Sabaha kadar uyumamışım yine. Sabah ezanının okunmasıyla birlikte mahelledeki kahvenin yolunu tuttum.
Mahalle kahveleri ve fındık sobaları. Sen bilmezsin. Nereden bileceksin. Elimde sigara, çayın demlenmiş olmasını umarak yürüyordum kahveye doğru. İçerisi ısınmış anladım cama bakınca, Hüseyin Abi hala sobayla uğraşıyor. İçeri girip selamımı verdim fakat hemen dışarı çıkmak zorunda kaldım. Elimde sigara ile giremiyormuşum. Adam da haklı daha geçen gün yedi cezayı. Ekmeğine mani olmayalım. Dışarı oturdum. Ayak baş parmaklarımı hissetmiyordum. Ama bu sigarayı içmeden de olmuyor be güzelim. Elimdeki sönmeden yeni bir tane yakıyorum. “Hüseyin Abi, çay, duble!” diyorum. Çay tabağına zor sığan bir su bardağı ağzına kadar dolu şekilde geliyor. Yanında üç küp şeker. Demi daha oturmamış. Ağzına geliyor sürekli. İnceden tükürüyorsun. Yakınmıyorsun ama. Sıcak. Tadı da güzel. “Otur abi sigara ısmarlayayım” diyorum. Oturuyor. İki dal kalmış paketimi uzatıyorum. Yüzüme bakıyor. Cebimden açılmamış bir tane çıkarınca alıyor son iki daldan birini. Diğerini de ben yakıyorum. Bir sigara daha. “Ne oldu be abim yine aynı sevda mı?” diyor. Benden daha çok üzülmüş bir halde. Gençliğimi verdiğimi gördü, şahit oldu. Sabah açarken.
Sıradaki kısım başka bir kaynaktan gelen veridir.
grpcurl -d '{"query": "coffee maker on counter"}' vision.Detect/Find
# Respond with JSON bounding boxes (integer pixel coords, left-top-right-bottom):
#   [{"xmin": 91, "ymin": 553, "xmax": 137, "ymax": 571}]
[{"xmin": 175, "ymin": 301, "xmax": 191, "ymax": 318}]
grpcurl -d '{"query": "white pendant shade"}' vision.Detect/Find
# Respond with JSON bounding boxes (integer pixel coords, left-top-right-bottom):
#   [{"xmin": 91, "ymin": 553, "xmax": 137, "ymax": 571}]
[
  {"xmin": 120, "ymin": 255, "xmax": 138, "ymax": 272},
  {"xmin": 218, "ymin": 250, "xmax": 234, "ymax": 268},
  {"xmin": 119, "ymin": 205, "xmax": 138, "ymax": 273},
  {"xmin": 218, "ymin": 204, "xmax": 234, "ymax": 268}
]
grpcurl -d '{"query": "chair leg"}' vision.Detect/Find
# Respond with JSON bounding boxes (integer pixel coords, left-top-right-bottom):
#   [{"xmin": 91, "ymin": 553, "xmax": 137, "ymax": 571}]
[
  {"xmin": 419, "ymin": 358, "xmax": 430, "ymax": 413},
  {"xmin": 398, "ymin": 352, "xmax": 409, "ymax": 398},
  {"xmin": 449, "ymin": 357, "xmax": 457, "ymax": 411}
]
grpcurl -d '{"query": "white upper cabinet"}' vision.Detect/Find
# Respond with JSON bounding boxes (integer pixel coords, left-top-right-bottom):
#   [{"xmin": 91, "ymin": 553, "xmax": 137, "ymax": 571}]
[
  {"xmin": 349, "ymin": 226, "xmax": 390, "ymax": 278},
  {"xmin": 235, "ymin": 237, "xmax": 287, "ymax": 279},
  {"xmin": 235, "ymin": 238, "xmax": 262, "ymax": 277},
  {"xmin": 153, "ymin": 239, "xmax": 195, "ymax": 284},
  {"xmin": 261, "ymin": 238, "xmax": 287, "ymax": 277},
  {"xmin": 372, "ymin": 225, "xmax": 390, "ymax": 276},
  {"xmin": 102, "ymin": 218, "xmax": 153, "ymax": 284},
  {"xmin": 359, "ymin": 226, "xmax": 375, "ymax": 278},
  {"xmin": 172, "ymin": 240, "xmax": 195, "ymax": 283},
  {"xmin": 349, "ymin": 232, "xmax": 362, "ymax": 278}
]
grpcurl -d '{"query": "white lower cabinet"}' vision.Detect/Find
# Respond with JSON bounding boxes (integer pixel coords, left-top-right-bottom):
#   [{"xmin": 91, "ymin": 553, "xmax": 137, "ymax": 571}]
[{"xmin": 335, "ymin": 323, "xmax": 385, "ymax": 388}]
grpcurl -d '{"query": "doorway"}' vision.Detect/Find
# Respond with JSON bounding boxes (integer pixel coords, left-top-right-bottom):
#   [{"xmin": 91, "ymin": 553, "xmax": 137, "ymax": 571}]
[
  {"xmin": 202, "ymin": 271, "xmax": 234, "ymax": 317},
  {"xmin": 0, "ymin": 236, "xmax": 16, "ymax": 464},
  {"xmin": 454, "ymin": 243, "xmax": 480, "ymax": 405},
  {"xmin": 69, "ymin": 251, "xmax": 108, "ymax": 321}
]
Gece kapatırken. Bayramlarda boş olduğunda. Kimsenin dışarı çıkmaya yeltenmediği havalarda o kahvedeydim ben. Sen’li anılarımla. Aynı sevda dediği “Sen” oluyorsun. Ama “Sen” öldün artık.
“Yok abi, yeni bir sevda. Daha da yorucu.”
“Olsun evladım, bizde çay bitmez. Hadi üşüme artık. Sevdaya az ara ver.”